As with it’s other NoSQL brethren, MongoDB does not use SQL. Instead you will use a programming language (like Javascript) to interact with the database. It is also not good with applications that require multi-object transactions which MongoDB currently does not support.

dremel

Dremel

No, this is not a power tool but a technology implemented by Google in a recent research paper. In order to understand this product, you need to be familiar with Hive and Pig since they are often compared. As noted above, Hadoop has two main challenges – that the jobs have a start-up lag and that Java (or some other programming language) is required to write and implement MapReduce. Hive and Pig are open-source projects that sit on top of Hadoop and allow for users to implement SQL (in the case of Hive) or a scripting language (in the case of Pig by writing Pig Latin) to query data. Note that since this is a layer above Hadoop, MapReduce code is still being written and executed. It just translates SQL or Pig Latin into MapReduce code. This does solve for the case of being able to write queries against Hadoop but does not solve the latency problem. This is what Dremel attempts to do.

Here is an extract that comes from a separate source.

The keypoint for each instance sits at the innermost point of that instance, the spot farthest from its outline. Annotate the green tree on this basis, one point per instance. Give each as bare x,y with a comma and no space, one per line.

Dremel is designed to allow users to write almost real-time, interfactive and ad-hoc queries against a large data set. Because it uses its own query execution engine and doesn’t rely on MapReduce, this attempts to solve for the Hadoop latency problem. However, in its current implementation, it is purely an analysis tool since it is only read-only and organizes data in a columnar format. While there is an open-source project for this product, it is also currently commercially available as Google Big Query.

Where to go with Big Data

As you can see, there are a lot of products out there that all solve for Big Data problems in the different ways. It’s important to understand your use case and see which product is a best fit – it’s unlikely that you can find one that solves for the universe of Big Data problems. In addition, it is likely that you will still need to use a traditional relational database if you need to do reporting or interface with an enterprise application. Out of all the projects, Hadoop has the largest ecosystem with other supporting projects that broadens the functionality of the core product. As mentioned earlier, Hive is used to write SQL queries; there is also Sqoop that integrates relational data and HBase that provides low-latency capabilities. Fortunately, the majority of these projects are open-source so you only need to learn how to use them and find a cost-effective platform to implement it – like the cloud, a natural fit for distributed databases and NoSQL projects.